Aku yang menyimpan gelisah pada kegelapan. Aku yang kerap menaruh harap diantara pekatnya jelaga dalam relung dadaku. Aku pula yang memimpikan keduanya bertukar posisi dengan 7 warna pelangi pasca hujan, namun semuanya terasa sekontradiktif bumi dan langit.
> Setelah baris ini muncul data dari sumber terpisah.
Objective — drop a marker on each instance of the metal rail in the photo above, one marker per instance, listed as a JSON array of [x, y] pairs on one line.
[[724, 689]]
Sehingga, dari puncak-puncak gunung tertinggi, semua ironi dan tragedi menertawaiku malam ini.
Sampai Keangkuhan jiwaku berkata, sedemikian khawatirnya ia padaku, "bukankah ini yang engkau harapkan? wahai engkau yang telah mendusta! begitu jauhnya engkau terseret pusaran arus manusia-manusia bawah! tidakah engkau sadar? engkau terlalu jauh, sahabatku! engkau menjadi kotor! dan sekarang engkau datang padaku dengan segala atribut kekotoranmu itu? menghamba dengan aksen picisan umat agamis? dengan jurang tak berdasar dari luka-lukamu?"
"Kembalilah pada keduluanmu, sahabatku, sebagaimana aku mencintai mata air yang bersih dan terisolir sebab hanya ada kita berdua yang akan meminum kesegaran dan kesucian airnya, ingatkah engkau? kesegaran air yang pernah memuaskan dahaga kita? yang kesegaranya mampu menelanjangi tuhan-tuhan? Tinggalkanlah sumur yang dipenuhi kawanan sebab semua airnya akan menjadi beracun. dan rasakanlah kebencian yang sama terhadap mulut-mulut yang menyeringai dan dahaga dari mereka yang kotor! mereka melemparkan pandangan ke sumur itu lalu senyum mereka yang menjijikan memantul dari air dan menyeringai kepadamu, sahabatku! bagaimana mungkin? bagaimana mungkin mereka mampu menyeretmu kedalam belenggu pusaran? kasus yang sama? wanita? sadarlah sahabatku! sadarlah! sumur suci kita telah mereka racuni dengan nafsu mereka. dan ketika mereka menyebut mimpi-mimpi kotor mereka sebagai sebuah harapan, bahkan kata-kata itu pun ikut menjadi beracun!"
"Ketahuilah sahabatku, aku selalu berada ditempat yang sama diantara sunyi yang berjelaga. aku tetap disana, menunggu keduluanmu hingga terompet israfil dan kebencianku bertukarposisi."